Chapter 1

42 0 0
                                    


"Villain."

My eyes snapped open, and I sucked in a breath, my brain slow to take in my surroundings. The drab, gray walls. The hard table I was laying on, a pathetic cloth sac that could hardly be considered a pillow under my head. The smell, sterile and unearthly, unlike any other smell: the smell of magic.

I exhaled slowly, trying to calm my racing heart. It was a dream. It had all been a dream.

But no, I realized, a wave of nausea washing over me. It hadn't all been a dream. Not really.

Sure, the dead girl on the floor and the knife in my hand had been a dream – nothing more than a nightmare. But the last word she said still rang in my ears, and it wouldn't go away like the rest of my silly nightmare. I was a Villain. And I was going to be one for the rest of my life, whether I liked it or not.

The nausea turned to fear, and I curled my legs up to my chest, feeling very much like the innocent little girl I'd been only a few short months ago. I wished for Peter, for my mother, for anyone who could hold me and tell me that it had all been a ruse – that I wasn't really sitting on a table in a room made of stone, and that the High King had never said that awful, cursed word.

Villain. I hated that word. Because I wasn't one, not really, not deep down. But one look at me and the King had decided that I was. One look, and he had opened his mouth to say that horrible, heinous, wicked word. One look, and he had sealed my fate forever.

Tears burned my eyes, and I forced them back down. I couldn't cry now. Not when they were watching me. And not when my eyes weren't even my own.

A new, hesitant desire to see my new eyes came into my mind, but at the same time part of me was scared. I wanted to see my eyes, my warm, brown eyes. They had been the only thing I'd ever liked about my appearance. And now they were gone. I'd lost them today, and with them the very last chance I ever had at a normal life.

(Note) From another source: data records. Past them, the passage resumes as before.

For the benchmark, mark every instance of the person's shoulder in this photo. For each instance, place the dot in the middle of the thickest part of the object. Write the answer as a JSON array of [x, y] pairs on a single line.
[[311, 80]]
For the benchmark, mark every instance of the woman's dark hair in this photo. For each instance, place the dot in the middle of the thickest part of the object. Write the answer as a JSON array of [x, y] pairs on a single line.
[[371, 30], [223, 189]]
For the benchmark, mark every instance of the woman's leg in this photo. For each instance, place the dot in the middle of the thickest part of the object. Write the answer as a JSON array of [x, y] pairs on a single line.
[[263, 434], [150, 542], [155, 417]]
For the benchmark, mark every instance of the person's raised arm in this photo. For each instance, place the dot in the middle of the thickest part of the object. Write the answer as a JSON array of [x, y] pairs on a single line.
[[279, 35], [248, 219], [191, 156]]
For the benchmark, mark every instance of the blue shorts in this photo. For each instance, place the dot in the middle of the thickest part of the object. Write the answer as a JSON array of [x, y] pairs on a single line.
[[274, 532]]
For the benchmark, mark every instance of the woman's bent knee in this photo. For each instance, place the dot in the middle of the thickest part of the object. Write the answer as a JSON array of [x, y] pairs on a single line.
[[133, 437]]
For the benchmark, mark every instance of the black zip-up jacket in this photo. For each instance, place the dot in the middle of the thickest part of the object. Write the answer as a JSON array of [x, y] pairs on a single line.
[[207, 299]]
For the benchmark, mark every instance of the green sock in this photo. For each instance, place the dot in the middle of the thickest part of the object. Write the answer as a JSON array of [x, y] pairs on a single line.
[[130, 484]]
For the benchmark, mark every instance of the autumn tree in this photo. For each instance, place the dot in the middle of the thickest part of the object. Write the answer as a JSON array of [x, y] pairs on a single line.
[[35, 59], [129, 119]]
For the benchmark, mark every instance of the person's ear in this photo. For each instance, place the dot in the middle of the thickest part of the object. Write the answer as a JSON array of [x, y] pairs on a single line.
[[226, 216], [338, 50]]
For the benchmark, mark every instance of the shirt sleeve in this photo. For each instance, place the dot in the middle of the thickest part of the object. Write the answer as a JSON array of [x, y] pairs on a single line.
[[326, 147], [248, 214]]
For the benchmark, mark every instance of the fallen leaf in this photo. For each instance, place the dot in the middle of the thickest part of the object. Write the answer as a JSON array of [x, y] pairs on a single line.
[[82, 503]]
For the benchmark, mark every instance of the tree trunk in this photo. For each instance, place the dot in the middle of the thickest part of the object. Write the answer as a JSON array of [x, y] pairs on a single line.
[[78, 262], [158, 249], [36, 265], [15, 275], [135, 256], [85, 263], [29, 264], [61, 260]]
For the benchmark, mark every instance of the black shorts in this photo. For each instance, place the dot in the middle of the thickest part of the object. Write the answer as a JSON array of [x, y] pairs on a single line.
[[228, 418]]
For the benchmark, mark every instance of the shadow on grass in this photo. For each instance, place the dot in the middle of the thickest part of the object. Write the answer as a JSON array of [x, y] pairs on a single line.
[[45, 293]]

But I didn't lose them, I reminded myself fervently. Not really. They were still mine, and they'd still be the same nice almond shape, the same big eyes that seemed too big for the small, bony nose that divided them. They just wouldn't be brown.

I guess it made a little sense. They couldn't very well be brown anymore. Brown was the color of Peasants. And I wasn't just the daughter of a Peasant anymore, hadn't been for nearly four months. No, I was a Villain, as much as I hated it. As much as I really, really wasn't, to them – to everyone else – I was. And now my eyes just proved it.

I swallowed, pushing myself up off the table and dropping my feet carefully to the floor. It had been a while since I'd last been on my feet, and I had to grab the edge of the makeshift operation table to steady myself while they adjusted to my weight.

After I was certain my legs would hold me up, I released the table, squaring my shoulders and sticking my chin in the air. I may have lost the last piece of my family today, may have watched the distant dream of freedom fade away forever, but I was strong. And they couldn't take away my stubbornness, not even if they tried. Moira Queenston did not let people see her defeated.

With that in mind, I walked as confidently as I could to the old wooden door, pulling it open and nodding to the sentry, who had been stationed there in case I "got any ideas".

It was really quite unnecessary, because, despite my tendency at trouble-making, I was almost never the one with the ideas. That position had always belonged to –

"James," I said, my face breaking into a smile.

He grinned back, his front teeth jutting out over the rest as if fighting for the attention of whoever he was smiling at.